From its stacks, only a thin stream of exhaust could be seen floating into the air. That hasn’t always been the case, the Alaska Department of Environmental Conservation alleges.
Between the start of 2010 and the end of 2014, the Norwegian Jewel allegedly violated the state’s clean air regulations 10 times. The Jewel’s alleged offenses are among 49 violations affecting 19 ships over five years.
DEC took 1,312 readings at locations including Juneau, Tracy Arm, Skagway and Ketchikan during that period. Most were fine.
The violations concern the opacity of the emissions from ship exhaust stacks — if the “smoke” is too dark, the ship’s owner can be fined and required to fix the problem. The regulations for those emissions are designed to keep Alaska’s air attractive to residents and visitors — including the passengers aboard ships found violating the standards.
DEC monitors cruise ships within three miles of shore to uphold the rules.
Jason Olds is an environmental program specialist with the DEC and monitors cruise ship pollution from his Juneau office.
For the past five years, the state has been waiting to see whether improvements in technology and techniques would reduce the number of violations.
Instead, the number went up. “2014 was a particularly bad year,” he said. “We saw in 2014 that things were not improving.”
The state’s list of violations shows seven in 2010, four in 2011, two in 2012, five in 2013, and 31 in 2014. Alleged violators include ships from Carnival Cruise Line, Norwegian Cruise Line, Holland America Line, Princess Cruise Line, Celebrity Cruises, Royal Caribbean International and Silversea Cruises.
The Alaska Marine Highway also appears on the list, from a single violation caused by the ferry Columbia in August 2014 in Juneau.
In that case, the ferry had just replaced its engines and was emitting more pollution than normal, ferry system spokesman Jeremy Woodrow explained. AMHS self-reported the problem and fixed it soon after the reading, and DEC declined to fine the state ferry system as a result.
It’s the only resolved case among the 49 on the state list, Olds said. “We were approaching kind of the statute of limitations with those 2010 cases,” he said. “It’s a kind of ‘we had to pull the trigger’ case in relation to these older cases.”
Violations can be caused by a variety of factors, Olds explained, including poorly operating engines, changes in fuel blends and even atmospheric conditions. At certain dewpoints, cruise ships emissions can turn into clouds of water vapor visible above Juneau.
The state’s pollution standard — measured against a complicated federal guideline — accounts for innocent exhaust like water vapor. When things like unburned fuel, soot or carbon go up in smoke, the state takes note.
Sometimes, the ship owner will turn over logs showing that the emission was a one-time event caused by maintenance. In most of those cases, the state will dismiss the violation.

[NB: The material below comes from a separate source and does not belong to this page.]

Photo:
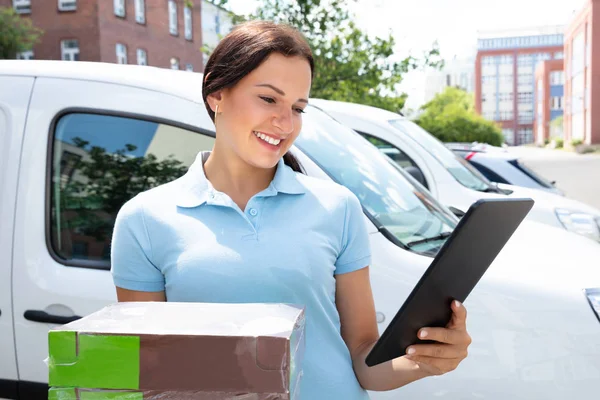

For most of the 49 violations alleged by the DEC this week, there hasn’t been enough evidence to dismiss the case.
As such, the violations are being turned over to the Office of Law for settlement.
Olds said there isn’t a specific timeline for settling the violations, and details of particular cases remain confidential because the matter is unresolved.
In one resolved case, settled in January 2000, Royal Caribbean was ordered to pay $250,000 for a five-year cruise ship monitoring program.
James Brooks is a reporter for the Juneau Empire.